Now how to set the Samba password?

I’m, guessing this is probably the reason why my Share is not allowing logons. It’s no doubt possible in the way that I did it for Ubuntu but I would like to find out if there is a quicker and more reliable (considering my console knowledge) of doing it. Time to RTFM. The online documentation for configuring Samba, I found here.

Hiding those Shares

The first thing I discovered is that if you go to the Samba Server section of YaST and disable all of those pesky system shares, they no longer pop up in Network Places. Cool, huh? I hope this doesn’t disable functionality, but I guess I’ll find out later.

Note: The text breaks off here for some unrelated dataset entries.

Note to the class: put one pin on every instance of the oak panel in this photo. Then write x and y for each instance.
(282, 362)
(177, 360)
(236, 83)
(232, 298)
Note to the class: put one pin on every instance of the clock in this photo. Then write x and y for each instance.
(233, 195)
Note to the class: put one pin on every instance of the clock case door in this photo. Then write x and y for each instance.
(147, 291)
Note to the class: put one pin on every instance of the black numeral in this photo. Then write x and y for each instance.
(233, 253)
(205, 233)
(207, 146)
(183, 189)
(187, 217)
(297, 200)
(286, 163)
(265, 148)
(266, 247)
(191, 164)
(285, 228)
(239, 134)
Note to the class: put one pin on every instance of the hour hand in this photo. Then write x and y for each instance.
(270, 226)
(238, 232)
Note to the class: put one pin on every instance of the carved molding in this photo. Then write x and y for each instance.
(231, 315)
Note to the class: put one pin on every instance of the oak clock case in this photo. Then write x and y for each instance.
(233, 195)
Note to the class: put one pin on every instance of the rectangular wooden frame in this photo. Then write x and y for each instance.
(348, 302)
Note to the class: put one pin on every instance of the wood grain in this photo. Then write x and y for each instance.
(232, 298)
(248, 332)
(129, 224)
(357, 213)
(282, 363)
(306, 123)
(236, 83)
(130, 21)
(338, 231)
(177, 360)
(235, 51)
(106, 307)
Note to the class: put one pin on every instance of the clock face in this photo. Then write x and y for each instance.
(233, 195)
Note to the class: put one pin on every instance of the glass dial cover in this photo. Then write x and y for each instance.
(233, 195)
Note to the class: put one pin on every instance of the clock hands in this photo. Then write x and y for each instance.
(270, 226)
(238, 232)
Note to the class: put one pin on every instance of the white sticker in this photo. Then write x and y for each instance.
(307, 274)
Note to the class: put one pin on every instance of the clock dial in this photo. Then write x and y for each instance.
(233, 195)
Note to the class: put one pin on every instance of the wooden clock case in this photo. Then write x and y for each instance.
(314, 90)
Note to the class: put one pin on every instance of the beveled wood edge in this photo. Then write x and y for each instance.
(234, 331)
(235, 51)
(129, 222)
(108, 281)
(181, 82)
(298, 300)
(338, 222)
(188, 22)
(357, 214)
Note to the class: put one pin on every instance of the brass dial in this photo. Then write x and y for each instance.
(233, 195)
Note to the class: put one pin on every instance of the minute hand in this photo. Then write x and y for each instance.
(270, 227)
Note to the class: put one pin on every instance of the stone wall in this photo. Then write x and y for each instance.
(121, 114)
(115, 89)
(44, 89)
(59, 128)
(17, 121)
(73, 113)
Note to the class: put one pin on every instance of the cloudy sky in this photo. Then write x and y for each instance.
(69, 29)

I found the Samba configuration stuff here. The bit that has worked is:

30.4.2 Web Administration with SWAT

An alternative tool for Samba server administration is SWAT (Samba Web
Administration Tool).
It provides a simple Web interface with which to configure the
Samba server. To use SWAT,
open http://localhost:901 in a Web browser and log in as
user root.
If you do not have a special Samba root account, use the system
root account.

NOTE: Activating SWAT

After Samba server installation, SWAT is not
activated. To activate it, open
Network Services>Network Services
(xinetd) in YaST, enable the network services configuration,
select swat from the table, and click Toggle Status (On
or Off).

Once this has opened in a browser, click on the PASSWORD button and enter a Samba username & Password. Then click on Add New User. This is the username and password that Windows uses to access the share. Clicking on the Shares button, followed by the Advanced button shows you the permissions of the selected share. This confirmed that R/W permisssons were enabled.

Final confirmation was reading a file from the File Server to Windows and performing the reverse operation. Success at last!